L’administration civile et militaire de Milan, qui n’aurait certainement pas hésité un instant si on lui eut demandé l’adresse d’un simple sous-lieutenant de pandours ou de croates, d’un fournisseur ou d’un personnage titré quelconque, n’avait pris aucun souci de Volta, de cet homme, la gloire de la Lombardie, dont le nom sera prononcé avec respect et admiration, lorsque le souffle du temps aura fait disparaître jusqu’au plus léger souvenir des générations ses contemporaines.

Détournons les regards de ces anomalies sociales dont il nous serait facile de citer mille exemples, et reprenons notre récit.

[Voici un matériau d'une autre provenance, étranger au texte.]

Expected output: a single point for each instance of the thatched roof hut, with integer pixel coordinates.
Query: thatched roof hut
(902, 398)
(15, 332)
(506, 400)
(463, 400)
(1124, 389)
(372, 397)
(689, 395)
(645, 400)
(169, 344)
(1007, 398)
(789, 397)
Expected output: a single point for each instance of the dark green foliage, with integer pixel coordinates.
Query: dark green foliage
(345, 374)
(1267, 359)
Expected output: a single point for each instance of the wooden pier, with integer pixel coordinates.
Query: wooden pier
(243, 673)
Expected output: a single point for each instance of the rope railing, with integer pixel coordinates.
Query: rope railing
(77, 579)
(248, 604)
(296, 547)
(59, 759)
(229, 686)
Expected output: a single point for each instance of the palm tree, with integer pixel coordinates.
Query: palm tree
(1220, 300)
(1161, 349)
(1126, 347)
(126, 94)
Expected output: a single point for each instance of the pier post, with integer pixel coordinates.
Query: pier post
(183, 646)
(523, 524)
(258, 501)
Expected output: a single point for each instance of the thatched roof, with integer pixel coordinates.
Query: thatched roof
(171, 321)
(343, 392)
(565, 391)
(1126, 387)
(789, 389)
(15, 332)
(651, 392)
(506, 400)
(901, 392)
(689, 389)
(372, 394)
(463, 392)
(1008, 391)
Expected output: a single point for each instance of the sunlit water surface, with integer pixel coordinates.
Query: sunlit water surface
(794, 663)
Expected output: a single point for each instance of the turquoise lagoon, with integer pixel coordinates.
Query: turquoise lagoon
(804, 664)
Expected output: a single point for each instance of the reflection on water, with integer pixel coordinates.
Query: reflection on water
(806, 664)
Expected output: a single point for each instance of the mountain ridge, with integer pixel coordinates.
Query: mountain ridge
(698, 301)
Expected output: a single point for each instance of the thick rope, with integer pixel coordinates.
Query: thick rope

Nos trois jeunes voyageurs apprirent à Milan que le monde scientifique était en rumeur à l’occasion d’une prétendue découverte de M. Configliachi. Suivant le chimiste italien, l’eau eût été un composé d’acide muriatique et de soude, éléments que la pile séparait sans difficulté ; Volta, consulté par nos trois voyageurs sur le mérite de l’observation, répondit : J’ai vu l’expérience, mais je n’y crois pas ; c’est en ces termes que l’immortel physicien exprimait la réserve qui doit accueillir les faits extraordinaires semblables au prétendu phénomène sur lequel son élève Configliachi espérait arriver à une grande renommée. La remarque s’applique surtout aux faits aperçus avec ces instruments d’une extrême délicatesse que l’observateur influence par sa présence, par sa respiration et par les émanations de son corps. Le dicton voltaïque, je l’ai vu, mais je n’y crois pas, aurait pu être appliqué dans des occasions récentes ; il eût épargné à la science quelques pas rétrogrades et à certains auteurs un inqualifiable ridicule.

Les 14 et 15 octobre, nos trois voyageurs traversèrent le Saint-Gothard ; il ne fut pas donné à Gay-Lussac de jouir d’un spectacle dont il s’était promis beaucoup de plaisir et d’instruction. Un brouillard épais lui déroba pendant toute la journée la vue des objets les plus voisins. Gay-Lussac se dédommagea de ce contre-temps à Lucerne par une étude minutieuse du beau relief de la Suisse du général Pfiffer.

À Gœttingue, le 4 novembre, le grand naturaliste Blumenbach, alors plein de vie et d’activité, fit avec empressement les honneurs de l’université à notre jeune compatriote.

Le 16 du même mois, Gay-Lussac arriva à Berlin, où il séjourna tout l’hiver dans la maison de M. de Humboldt, affectueusement accueilli et apprécié par tout ce que la ville renfermait d’hommes distingués ; il vivait particulièrement dans la société de Klaproth, le chimiste, et d’Erman, le physicien.

Gay-Lussac quitta Berlin au printemps de 1806. Il se détermina à partir précipitamment, lorsqu’il apprit que la mort de Brisson laissait une place vacante à l’Institut, et qu’il pourrait être appelé à remplacer le vieux physicien.

En examinant aujourd’hui les travaux des contemporains de Gay-Lussac qui, en 1806, auraient été en mesure de lui disputer la place vacante à l’Académie des sciences, on pourrait être étonné que sa présence eût paru indispensable à la réussite de sa candidature ; mais c’est qu’on oublierait qu’à la fin du xviiie siècle et au commencement du xixe, on n’était un vrai physicien qu’à la condition de posséder une riche collection d’instruments bien polis, bien vernis, et rangés en ordre dans des armoires vitrées. Ce ne fut pas sans peine que Gay-Lussac, qui ne possédait, lui, que quelques instruments de recherche, parvint à surmonter de tels préjugés. Conservons ces souvenirs pour la consolation de ceux qui ont éprouvé ou qui éprouveraient à l’avenir des mécomptes dans les élections académiques.